From: scott pianowski
Date: Fri, Dec 14, 2012 at 8:59 AM
Subject: ghost of benny agbayani
To: Michael Salfino
I've been buried in outfield profiles all night, so I can't guarantee my reply will make sense or be coherent. It's the curse of Kirk Nieuwenhuis. (If I were a Mets fan, I'd root for 162 rainouts in 2013. It is not pretty.)
I wonder if anyone's done a study on backup quarterbacks entering games in midstream, where the advantage lies, what happens the next week. I always felt the backup was better off in the first start with the full practice reps, but maybe there's something to be said for coming into a deficit, no pressure, just letting it rip. I'm not sure research would give us any pattern, to be honest.
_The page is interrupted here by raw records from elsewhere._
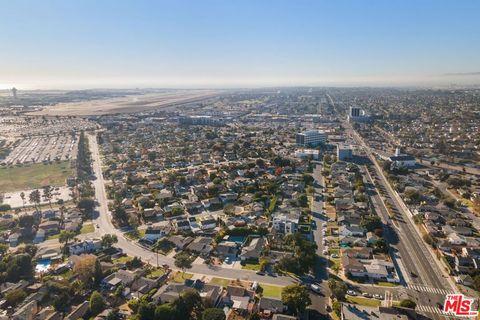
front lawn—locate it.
[260,284,283,298]
[112,256,133,264]
[80,223,95,234]
[242,263,260,271]
[173,271,193,283]
[210,278,232,287]
[147,268,165,279]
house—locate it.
[143,225,172,243]
[168,235,193,250]
[33,229,45,243]
[101,269,143,290]
[272,212,300,234]
[199,215,217,230]
[68,239,102,255]
[65,301,90,320]
[240,237,266,261]
[8,232,20,247]
[11,300,38,320]
[174,220,190,232]
[38,221,60,235]
[214,241,238,258]
[338,226,366,237]
[258,297,285,317]
[186,237,213,256]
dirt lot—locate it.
[29,90,218,116]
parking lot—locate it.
[2,134,78,165]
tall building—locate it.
[337,144,352,161]
[296,130,327,147]
[350,107,361,118]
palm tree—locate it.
[58,230,75,253]
[20,191,25,210]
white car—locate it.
[310,284,321,293]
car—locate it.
[310,283,321,293]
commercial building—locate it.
[337,144,352,161]
[389,148,417,168]
[295,149,320,160]
[296,130,327,147]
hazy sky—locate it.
[0,0,480,89]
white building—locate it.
[295,149,320,160]
[296,130,327,147]
[272,213,300,234]
[389,148,417,168]
[337,144,352,161]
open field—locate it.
[0,161,73,192]
[29,90,218,116]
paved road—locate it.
[345,124,454,319]
[88,135,296,286]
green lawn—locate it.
[148,268,165,279]
[125,229,145,240]
[210,278,231,287]
[173,271,193,283]
[80,223,95,234]
[260,284,283,298]
[242,263,260,271]
[0,161,73,192]
[112,256,133,263]
[346,296,381,307]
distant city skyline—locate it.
[0,0,480,90]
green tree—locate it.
[102,234,118,248]
[5,289,27,307]
[282,284,312,315]
[58,230,75,252]
[89,291,105,315]
[328,279,347,301]
[202,308,226,320]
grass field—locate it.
[0,161,73,192]
[210,278,232,287]
[260,283,283,298]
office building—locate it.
[337,144,352,161]
[296,130,327,147]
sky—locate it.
[0,0,480,89]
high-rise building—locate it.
[350,107,361,118]
[296,130,327,147]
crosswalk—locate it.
[407,284,455,295]
[415,305,447,315]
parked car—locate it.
[310,284,321,293]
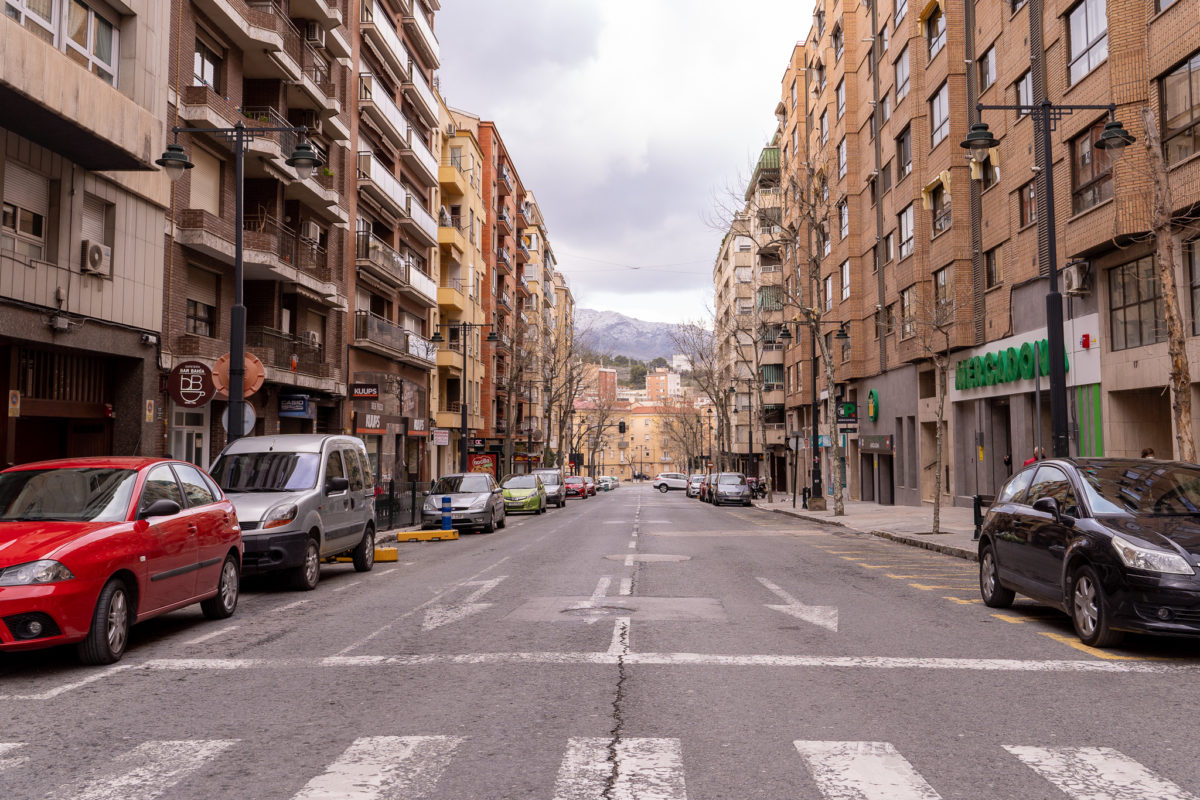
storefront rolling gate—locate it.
[376,481,432,530]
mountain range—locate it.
[575,308,676,361]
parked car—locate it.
[421,473,508,534]
[500,475,548,515]
[979,458,1200,648]
[713,473,752,506]
[650,473,688,494]
[533,469,566,509]
[212,433,376,591]
[0,458,242,664]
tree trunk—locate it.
[1142,106,1196,463]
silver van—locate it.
[210,433,376,590]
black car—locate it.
[979,458,1200,646]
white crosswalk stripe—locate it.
[50,739,238,800]
[793,740,941,800]
[554,738,688,800]
[293,736,462,800]
[1004,745,1198,800]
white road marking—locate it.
[1004,745,1196,800]
[293,736,462,800]
[758,578,838,633]
[50,739,238,800]
[554,739,688,800]
[0,741,29,772]
[793,740,941,800]
[184,625,239,646]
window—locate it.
[929,184,954,236]
[895,44,908,103]
[192,38,220,89]
[1018,181,1038,228]
[1067,0,1109,84]
[1070,119,1113,213]
[1159,53,1200,164]
[925,8,946,61]
[929,83,950,148]
[983,247,1001,289]
[934,266,954,325]
[1109,255,1166,350]
[1013,70,1033,119]
[898,203,912,258]
[896,126,912,176]
[979,47,996,92]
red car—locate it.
[0,457,242,664]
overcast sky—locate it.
[434,0,812,321]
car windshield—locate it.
[431,475,492,494]
[0,467,138,522]
[504,475,538,489]
[212,452,320,494]
[1079,459,1200,517]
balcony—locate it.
[359,0,408,80]
[359,72,408,148]
[404,0,442,70]
[359,150,408,217]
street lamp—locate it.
[154,120,319,441]
[961,105,1134,458]
[430,321,500,473]
[779,318,850,509]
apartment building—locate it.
[776,0,1200,504]
[0,0,170,465]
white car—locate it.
[650,473,688,494]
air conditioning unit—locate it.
[1062,261,1092,295]
[304,20,325,47]
[79,239,113,275]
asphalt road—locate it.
[0,486,1200,800]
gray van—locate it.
[210,434,374,590]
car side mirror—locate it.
[138,498,182,519]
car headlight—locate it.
[1112,534,1195,575]
[263,503,296,528]
[0,559,74,587]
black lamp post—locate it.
[961,98,1134,458]
[155,120,319,441]
[430,321,500,473]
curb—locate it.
[755,506,979,561]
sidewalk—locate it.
[755,492,978,561]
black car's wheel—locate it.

The universe doesn't have to give us static rules for all situations. Some guys go off in a contract year, some guys don't. I bet batting order protection does matter in some pockets, but it's not prevalent enough to be a catch-all.
Yeah, I'm a little punchy.
I still sense there's some Patriots nitpicking going on, here and there. It reminds me of the early scouting reports on Wayne Gretzky, where some would say he couldn't skate that well and some would say he wasn't strong enough or good enough defensively. And then one scout threw up his hands and said "you're right, all he can do is score goals." I think I remember it working out for him.
We're deep into the dance and a plus-198 point differential is a statement. Remember all that "sky is falling" crap when New England was 3-3? They're 7-0 since, outscoring the opponents by 147 points. A couple of lucky wins, sure, but you can point to fluky things in all three of their losses, too. Those things come close to evening out. They're clearly the best team in football, and I see no rational argument against it.
Of course modern sports aren't set up to identify the best team. It doesn't really matter. The goal is to win the end-of-season tournament. The Giants weren't the best team last year, the Kings weren't hockey's best team, the MLB Giants weren't baseball's best team, etc. This is all ground we've been over. The goal is to get to the tournament and then play well once you're there. How you actually time it, set it up for that, I don't know what there's a great answer on that theme.
I definitely don't see a coordinator change as pointless now. If you think something is broken, why not fix it? Maybe the offensive players hated Cameron. Maybe just the idea of an identified scapegoat is good for the team. The play-calling responsibilities shift all the time with football teams, that's not a new thing. Sometimes it works. Sometimes a pitcher needs to call his own pitches, sometimes the catcher calls them, sometimes the bench calls them. Obviously football has a lot more moving parts and calculus to it, but if the Ravens felt Cameron was in their way, I don't see what's wrong with popping the hood open right now and trying something.
Mind you, they're still going to have their hands full with Denver. The Broncos are definitely better. But Baltimore is at home (which matters to them) and more desperate. Ravens by three.
You can have the Cowboys. I've seen those guys lay too many eggs. Jay Ratliff is out, the run-stopping linebackers are out. Jason Garrett is a horrendous endgame tactician in any close game (I know they won one last week). It sounds like Dez Bryant is going to play, but I'm not sure how well he can catch with that injury. The Cowboys OL has been weak since center Phil Costa got hurt. Pittsburgh wins by 10.
The Bears have a beat-up defense and a huge deficit at quarterback. Green Bay, unbalanced and all, finds a way to win that game. Atlanta takes care of business at home. I have a funny feeling the Browns win ugly over Washington, as much as I hate to say that. I don't have a single stake in the Redskins, but I'm as enamored with RG3 as everyone else is.